LA Picking Schools for New Funds

Money from the CTA v. Arnold lawsuit settlement is making its way towards the neediest schools. It is one of the more concrete items to come out of the Special Election in 2005. The broken promises Arnold made to our schools was at the heart of the Alliance's campaign. He had taken away several billion in promised education funding. It took a lawsuit and new legislation to get it back three years later. The settlement guaranteed it would go to the lowest performing schools for class size reduction, more counselors and teacher training.

Despite the large number of needy, qualified schools there is not enough money to go around. LAT:

The Los Angeles Board of Education approved a priority list Thursday for funding its struggling middle schools and most of its lowest-achieving high schools under a new state program that will reduce class size, add counselors and increase teacher training. Some campuses will receive as much as $1,000 per student in additional state funding.

The unanimous board vote came after students and community members described crowded classrooms, inexperienced teachers and other problems at their low-performing schools. They were among more than 200 — mostly students — who asked the board to approve the priority list.

"This money is not going to solve all these issues," said Hector Sanchez, a parent organizer for the grass-roots group Community Coalition. "But it's going to begin to address these issues."

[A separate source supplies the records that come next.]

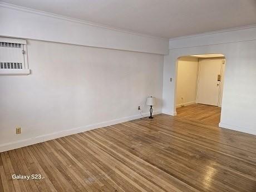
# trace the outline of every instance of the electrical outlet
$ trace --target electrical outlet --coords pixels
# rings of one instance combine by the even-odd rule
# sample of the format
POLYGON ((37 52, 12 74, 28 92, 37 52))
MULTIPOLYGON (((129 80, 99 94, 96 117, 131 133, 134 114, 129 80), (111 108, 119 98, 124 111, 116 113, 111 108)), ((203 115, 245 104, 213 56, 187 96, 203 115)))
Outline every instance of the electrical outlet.
POLYGON ((16 127, 16 134, 21 134, 21 127, 16 127))

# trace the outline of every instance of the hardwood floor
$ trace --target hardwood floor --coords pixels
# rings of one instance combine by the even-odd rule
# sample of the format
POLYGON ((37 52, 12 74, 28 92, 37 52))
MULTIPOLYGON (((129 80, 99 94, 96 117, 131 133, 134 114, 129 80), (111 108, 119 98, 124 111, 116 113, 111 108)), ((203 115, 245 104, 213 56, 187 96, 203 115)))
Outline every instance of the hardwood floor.
POLYGON ((5 192, 255 192, 256 136, 160 114, 1 152, 0 176, 5 192))
POLYGON ((193 104, 176 109, 177 117, 218 126, 221 108, 211 105, 193 104))

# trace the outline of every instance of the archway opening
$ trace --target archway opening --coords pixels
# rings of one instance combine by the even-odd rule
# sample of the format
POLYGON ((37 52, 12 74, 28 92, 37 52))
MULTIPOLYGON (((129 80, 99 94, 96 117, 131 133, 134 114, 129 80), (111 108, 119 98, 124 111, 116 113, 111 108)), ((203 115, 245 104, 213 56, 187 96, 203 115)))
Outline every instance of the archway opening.
POLYGON ((225 57, 223 54, 180 57, 176 62, 175 111, 179 117, 218 126, 225 57))

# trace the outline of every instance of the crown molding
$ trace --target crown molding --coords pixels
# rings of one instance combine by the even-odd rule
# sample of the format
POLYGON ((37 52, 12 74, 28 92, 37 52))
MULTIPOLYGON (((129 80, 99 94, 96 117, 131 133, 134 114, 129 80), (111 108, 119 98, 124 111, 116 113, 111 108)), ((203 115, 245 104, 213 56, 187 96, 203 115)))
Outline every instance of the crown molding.
POLYGON ((183 39, 193 38, 193 37, 196 37, 204 36, 209 35, 223 33, 225 33, 227 32, 242 30, 242 29, 249 29, 249 28, 256 28, 256 24, 251 24, 249 26, 245 26, 239 27, 234 27, 234 28, 230 28, 225 29, 213 31, 205 32, 205 33, 197 33, 197 34, 194 34, 194 35, 191 35, 171 38, 169 39, 169 41, 171 41, 183 40, 183 39))
POLYGON ((118 32, 120 32, 122 33, 125 33, 127 34, 146 37, 148 38, 151 38, 154 39, 158 39, 158 40, 168 40, 168 38, 152 36, 150 36, 150 35, 147 35, 146 34, 137 33, 137 32, 134 32, 134 31, 124 30, 121 28, 119 28, 117 27, 110 27, 110 26, 104 25, 102 24, 91 22, 86 21, 82 20, 82 19, 74 18, 72 17, 66 17, 66 16, 64 16, 62 15, 60 15, 60 14, 52 13, 47 12, 45 12, 43 11, 37 10, 37 9, 32 9, 30 8, 17 6, 17 5, 14 5, 12 4, 5 3, 5 2, 0 2, 0 7, 8 8, 9 9, 12 9, 18 10, 21 11, 26 12, 34 13, 34 14, 39 14, 39 15, 42 15, 42 16, 45 16, 47 17, 57 18, 59 19, 66 20, 66 21, 70 21, 72 22, 78 23, 83 24, 87 25, 87 26, 93 26, 93 27, 99 27, 101 28, 105 28, 107 29, 116 31, 118 31, 118 32))

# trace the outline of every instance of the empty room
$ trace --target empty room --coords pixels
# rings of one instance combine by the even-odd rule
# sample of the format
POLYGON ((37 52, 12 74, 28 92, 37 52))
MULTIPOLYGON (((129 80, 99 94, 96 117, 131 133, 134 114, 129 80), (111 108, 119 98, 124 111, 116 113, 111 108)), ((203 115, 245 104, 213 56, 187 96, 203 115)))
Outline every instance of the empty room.
POLYGON ((0 192, 256 192, 256 1, 0 0, 0 192))

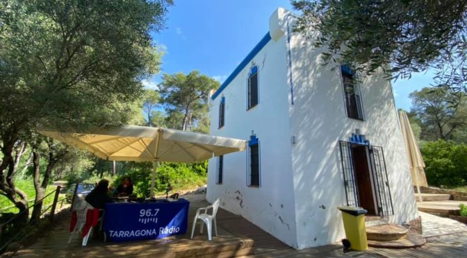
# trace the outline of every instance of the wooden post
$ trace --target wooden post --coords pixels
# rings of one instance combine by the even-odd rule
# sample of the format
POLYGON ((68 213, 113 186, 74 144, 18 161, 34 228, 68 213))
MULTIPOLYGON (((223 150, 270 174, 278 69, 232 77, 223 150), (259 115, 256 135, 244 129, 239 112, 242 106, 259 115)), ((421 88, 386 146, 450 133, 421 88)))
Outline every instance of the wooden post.
POLYGON ((58 200, 58 195, 60 194, 60 185, 57 186, 57 189, 55 191, 55 196, 54 196, 54 203, 52 203, 52 209, 50 210, 50 221, 54 221, 54 215, 55 215, 55 208, 57 207, 57 201, 58 200))

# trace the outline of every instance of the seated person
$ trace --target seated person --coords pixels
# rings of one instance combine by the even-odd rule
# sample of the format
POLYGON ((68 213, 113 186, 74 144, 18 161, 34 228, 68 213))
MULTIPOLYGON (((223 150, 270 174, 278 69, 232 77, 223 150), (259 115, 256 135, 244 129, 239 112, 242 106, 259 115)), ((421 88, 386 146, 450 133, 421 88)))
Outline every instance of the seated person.
POLYGON ((131 184, 131 179, 130 177, 126 176, 123 178, 123 181, 118 187, 117 187, 117 195, 118 196, 128 196, 133 194, 133 184, 131 184))
POLYGON ((99 181, 97 186, 91 191, 85 200, 95 208, 104 209, 106 203, 112 201, 108 196, 108 180, 102 179, 99 181))

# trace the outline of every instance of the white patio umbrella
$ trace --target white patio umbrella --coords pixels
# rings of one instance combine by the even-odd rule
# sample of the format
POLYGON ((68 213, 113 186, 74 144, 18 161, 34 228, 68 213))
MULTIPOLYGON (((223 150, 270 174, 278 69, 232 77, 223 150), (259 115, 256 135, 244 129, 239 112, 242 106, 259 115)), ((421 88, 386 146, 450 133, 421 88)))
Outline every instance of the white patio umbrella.
POLYGON ((400 129, 404 135, 405 141, 405 148, 410 165, 410 174, 412 178, 412 184, 417 187, 417 192, 420 203, 423 202, 422 196, 420 192, 420 187, 427 187, 427 178, 425 175, 423 168, 425 162, 422 157, 422 153, 420 152, 418 144, 415 139, 415 135, 410 126, 409 118, 405 112, 399 111, 399 121, 400 122, 400 129))
POLYGON ((246 148, 246 141, 163 128, 128 126, 86 132, 41 133, 97 157, 117 161, 153 162, 151 197, 159 162, 199 162, 246 148))

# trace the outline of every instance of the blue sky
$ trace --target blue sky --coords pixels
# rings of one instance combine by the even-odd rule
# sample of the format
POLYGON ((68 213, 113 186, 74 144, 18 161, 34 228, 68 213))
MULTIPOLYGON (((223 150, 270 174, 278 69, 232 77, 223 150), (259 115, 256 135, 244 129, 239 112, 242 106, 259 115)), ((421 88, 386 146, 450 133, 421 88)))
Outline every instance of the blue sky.
MULTIPOLYGON (((170 8, 167 28, 153 34, 163 45, 162 71, 144 81, 154 88, 161 74, 199 70, 223 82, 268 30, 277 7, 292 10, 288 0, 179 0, 170 8)), ((432 83, 431 73, 393 83, 398 108, 409 110, 409 93, 432 83)))

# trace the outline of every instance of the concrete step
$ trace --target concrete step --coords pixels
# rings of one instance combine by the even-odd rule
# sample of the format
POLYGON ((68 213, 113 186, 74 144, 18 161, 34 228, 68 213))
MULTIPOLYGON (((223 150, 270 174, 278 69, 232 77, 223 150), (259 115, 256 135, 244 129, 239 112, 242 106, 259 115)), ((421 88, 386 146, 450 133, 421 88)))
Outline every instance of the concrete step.
POLYGON ((368 240, 368 246, 379 248, 412 248, 423 246, 427 239, 420 234, 409 231, 407 236, 398 240, 368 240))
POLYGON ((461 203, 465 201, 443 200, 417 203, 417 207, 420 212, 427 212, 433 215, 448 217, 450 215, 459 215, 461 203))
MULTIPOLYGON (((422 200, 424 202, 449 200, 451 198, 450 194, 420 194, 422 196, 422 200)), ((415 194, 415 200, 420 202, 418 194, 415 194)))
POLYGON ((393 241, 405 237, 409 229, 396 224, 384 224, 366 228, 366 238, 374 241, 393 241))

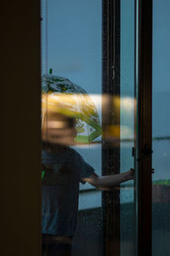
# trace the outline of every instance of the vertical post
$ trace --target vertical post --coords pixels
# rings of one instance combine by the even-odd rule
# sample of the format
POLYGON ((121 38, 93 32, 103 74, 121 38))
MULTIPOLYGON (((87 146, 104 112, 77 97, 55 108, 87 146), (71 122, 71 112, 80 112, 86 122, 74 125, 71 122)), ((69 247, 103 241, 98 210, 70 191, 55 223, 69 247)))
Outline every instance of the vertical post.
MULTIPOLYGON (((103 175, 120 172, 120 1, 103 0, 103 175), (106 97, 106 99, 105 99, 106 97), (115 132, 109 135, 110 131, 115 132)), ((103 192, 104 255, 120 255, 120 188, 103 192)))
POLYGON ((137 255, 151 255, 152 0, 136 1, 137 255))

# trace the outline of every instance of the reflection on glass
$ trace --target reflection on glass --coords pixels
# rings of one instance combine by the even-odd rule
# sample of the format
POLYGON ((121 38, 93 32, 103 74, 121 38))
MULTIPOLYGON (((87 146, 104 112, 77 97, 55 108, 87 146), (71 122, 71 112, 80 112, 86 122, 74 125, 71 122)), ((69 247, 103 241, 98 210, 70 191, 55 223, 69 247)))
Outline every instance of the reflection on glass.
MULTIPOLYGON (((71 255, 71 251, 74 256, 102 256, 100 191, 112 191, 122 183, 121 218, 128 221, 121 226, 120 242, 122 251, 128 255, 132 252, 129 249, 132 205, 128 203, 133 200, 133 170, 130 169, 133 166, 131 147, 133 145, 132 117, 135 103, 133 64, 128 71, 130 78, 128 94, 127 84, 123 83, 126 70, 122 67, 121 96, 101 95, 101 1, 42 2, 43 255, 71 255), (120 104, 121 124, 116 125, 110 120, 101 126, 102 119, 112 113, 112 109, 116 119, 120 104), (103 140, 116 148, 120 139, 121 173, 101 177, 103 140), (126 181, 129 183, 124 183, 126 181)), ((128 50, 129 52, 129 49, 128 50)), ((133 58, 131 52, 130 55, 133 58)), ((122 62, 127 65, 123 60, 122 62)), ((119 171, 113 166, 111 172, 119 171)))
POLYGON ((153 1, 152 255, 169 255, 169 1, 153 1))

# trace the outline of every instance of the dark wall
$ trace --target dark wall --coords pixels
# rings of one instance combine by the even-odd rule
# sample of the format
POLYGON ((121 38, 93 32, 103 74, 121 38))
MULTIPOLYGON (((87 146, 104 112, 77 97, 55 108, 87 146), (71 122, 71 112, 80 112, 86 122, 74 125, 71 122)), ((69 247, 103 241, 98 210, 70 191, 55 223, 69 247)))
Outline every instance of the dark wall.
POLYGON ((1 3, 1 255, 41 247, 40 3, 1 3))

The bottom 20% of California schools qualify, but there's enough money for only about a third of the 1,455 eligible campuses. The Los Angeles Unified School District, with 236 such schools, will reap substantial benefit. About 80 campuses will probably be approved in May by the state Board of Education.

Rather than spreading the money out so widely that it would have little discernible impact, they deliberately concentrated on the most needy schools. This money will never be enough, but it is a prioritized start.

We need comprehensive reform and a massive investment in our children's education.